What hasn’t been said about Casablanca? It’s a nearly flawless piece of cinema, and the crowning achievement of the old “assembly-line” system of movie-making, under which the studio would pull a director, a couple of writers and a handful of stars from their stable, throw them on a picture, and crank a new film out each month. Philosophically speaking, the most striking aspect of Casablanca is the way it features the sudden emergence of moral clarity in a context of moral chaos. Here, once again, we find an existential humanist thesis, beautifully stated in the Sartrean mode. The characters exist in a kind of state of limbo, a little world emancipated from all laws of morality, with neither church, nor government, nor familial obligations to enforce standards of behavior. The choices they make are all their own; the consequences are unavoidably theirs to bear.

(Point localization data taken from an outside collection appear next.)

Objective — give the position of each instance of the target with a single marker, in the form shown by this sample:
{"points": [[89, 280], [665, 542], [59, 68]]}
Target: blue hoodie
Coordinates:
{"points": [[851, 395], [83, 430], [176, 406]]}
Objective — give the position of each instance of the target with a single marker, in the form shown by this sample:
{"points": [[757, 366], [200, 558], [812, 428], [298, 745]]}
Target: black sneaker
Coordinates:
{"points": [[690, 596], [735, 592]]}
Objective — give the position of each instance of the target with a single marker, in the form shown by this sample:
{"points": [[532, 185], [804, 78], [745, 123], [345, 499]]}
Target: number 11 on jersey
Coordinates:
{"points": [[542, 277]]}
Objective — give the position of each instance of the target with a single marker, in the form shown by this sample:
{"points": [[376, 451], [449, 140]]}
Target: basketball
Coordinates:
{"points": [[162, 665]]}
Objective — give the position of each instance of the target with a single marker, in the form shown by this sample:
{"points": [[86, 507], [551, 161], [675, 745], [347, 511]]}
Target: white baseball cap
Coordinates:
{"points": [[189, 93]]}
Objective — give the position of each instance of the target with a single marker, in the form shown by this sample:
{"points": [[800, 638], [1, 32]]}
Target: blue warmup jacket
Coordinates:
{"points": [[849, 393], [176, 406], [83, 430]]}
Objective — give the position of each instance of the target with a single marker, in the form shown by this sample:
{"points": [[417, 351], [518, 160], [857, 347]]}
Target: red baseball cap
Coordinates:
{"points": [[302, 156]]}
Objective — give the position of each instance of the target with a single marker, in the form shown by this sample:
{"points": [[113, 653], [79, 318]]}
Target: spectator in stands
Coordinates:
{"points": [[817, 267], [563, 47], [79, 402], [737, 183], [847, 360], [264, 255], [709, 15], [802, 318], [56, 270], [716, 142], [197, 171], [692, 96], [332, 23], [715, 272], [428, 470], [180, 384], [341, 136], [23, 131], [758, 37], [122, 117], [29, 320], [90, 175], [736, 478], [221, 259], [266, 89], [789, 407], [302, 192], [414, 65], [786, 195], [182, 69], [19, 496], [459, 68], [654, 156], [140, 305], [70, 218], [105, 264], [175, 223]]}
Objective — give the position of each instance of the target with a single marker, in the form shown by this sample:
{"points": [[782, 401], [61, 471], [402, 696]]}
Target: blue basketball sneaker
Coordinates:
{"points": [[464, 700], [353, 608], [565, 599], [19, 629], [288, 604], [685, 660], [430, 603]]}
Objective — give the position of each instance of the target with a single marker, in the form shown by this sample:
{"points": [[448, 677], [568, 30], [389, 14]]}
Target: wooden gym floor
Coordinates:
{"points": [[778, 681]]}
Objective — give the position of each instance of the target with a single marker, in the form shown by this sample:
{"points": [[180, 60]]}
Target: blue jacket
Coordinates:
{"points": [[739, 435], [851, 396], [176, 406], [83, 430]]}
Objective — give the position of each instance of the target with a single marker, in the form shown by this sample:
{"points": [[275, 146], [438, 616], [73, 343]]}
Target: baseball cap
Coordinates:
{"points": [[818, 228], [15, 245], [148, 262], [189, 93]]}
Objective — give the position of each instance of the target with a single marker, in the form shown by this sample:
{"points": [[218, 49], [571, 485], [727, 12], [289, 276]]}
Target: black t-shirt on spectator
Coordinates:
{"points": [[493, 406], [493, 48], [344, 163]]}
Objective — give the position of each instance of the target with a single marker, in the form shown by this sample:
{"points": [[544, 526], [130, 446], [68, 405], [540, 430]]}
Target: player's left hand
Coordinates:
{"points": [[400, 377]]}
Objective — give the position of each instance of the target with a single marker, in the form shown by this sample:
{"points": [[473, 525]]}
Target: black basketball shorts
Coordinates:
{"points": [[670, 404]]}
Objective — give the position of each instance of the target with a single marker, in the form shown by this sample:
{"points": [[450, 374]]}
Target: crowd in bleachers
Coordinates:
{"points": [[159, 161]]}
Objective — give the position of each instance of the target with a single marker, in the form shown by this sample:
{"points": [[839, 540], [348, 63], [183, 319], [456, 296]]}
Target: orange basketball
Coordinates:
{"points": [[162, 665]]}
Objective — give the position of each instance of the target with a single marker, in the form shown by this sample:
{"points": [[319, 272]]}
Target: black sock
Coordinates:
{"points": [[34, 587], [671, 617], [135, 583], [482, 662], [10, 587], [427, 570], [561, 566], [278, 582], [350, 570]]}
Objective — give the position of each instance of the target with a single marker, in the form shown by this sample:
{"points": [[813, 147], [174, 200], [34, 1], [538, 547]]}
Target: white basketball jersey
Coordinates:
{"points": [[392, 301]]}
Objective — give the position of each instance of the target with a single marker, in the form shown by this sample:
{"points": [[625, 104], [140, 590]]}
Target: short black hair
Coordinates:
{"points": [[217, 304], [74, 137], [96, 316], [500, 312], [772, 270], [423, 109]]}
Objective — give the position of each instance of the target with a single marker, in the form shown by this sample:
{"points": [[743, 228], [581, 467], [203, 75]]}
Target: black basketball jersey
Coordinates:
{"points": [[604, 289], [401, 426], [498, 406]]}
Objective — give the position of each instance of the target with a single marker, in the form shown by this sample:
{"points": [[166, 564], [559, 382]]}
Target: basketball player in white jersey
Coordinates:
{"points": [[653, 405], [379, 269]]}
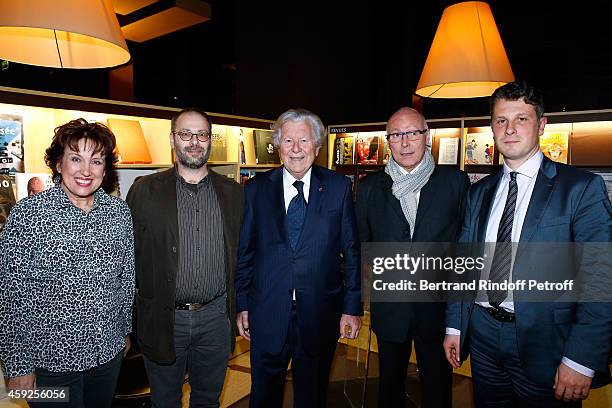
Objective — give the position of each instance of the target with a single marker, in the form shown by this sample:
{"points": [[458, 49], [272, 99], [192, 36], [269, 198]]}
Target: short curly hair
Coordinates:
{"points": [[71, 133]]}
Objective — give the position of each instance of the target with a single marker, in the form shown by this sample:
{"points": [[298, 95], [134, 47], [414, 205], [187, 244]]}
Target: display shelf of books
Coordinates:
{"points": [[582, 138], [359, 149], [28, 118]]}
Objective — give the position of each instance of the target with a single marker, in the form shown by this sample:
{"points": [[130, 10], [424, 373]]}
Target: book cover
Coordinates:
{"points": [[386, 149], [7, 198], [479, 148], [131, 143], [343, 151], [448, 150], [474, 177], [11, 144], [218, 143], [32, 183], [366, 149], [554, 145], [127, 177], [265, 151]]}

The basic plot concerns Rick and Elsa, two lovers who unexpectedly rediscover each other in Casablanca, a seedy but picturesque desert oasis on the outskirts of World War II. Complicating their reunion is the additional presence of Victor Laslow, a heroic leader of the French Resistance (against the occupation by Nazi Germany) –and also Elsa’s husband. The film presents as Elsa’s choice between her husband, who represents the virtues of courage, duty, loyalty and honor, and her lover Rick, who represents passion, pleasure, abandonment of duty, and moral corruption. In the end, however, it is surprisingly Rick himself who makes the final decision in favor of duty over passion –thus signaling his own personal moral renewal.
It has been said that great epic storytelling is all about the little details of individual human lives as contextualized against the grand sweep of massive historical events, and if this is true, then Casablanca fits the formula exactly. As Rick famously notes, “the problems of three little people don’t amount to a hill of beans” in the shadow of the world’s most destructive and all-consuming war, and yet it is the deeply felt love triangle that draws the viewer into the story, as ennobled by the sense that the the petty mundane details of the lives of these three little people –the decisions they make, and the decisions made by those around them –do have the capacity to impact the universe which they inhabit.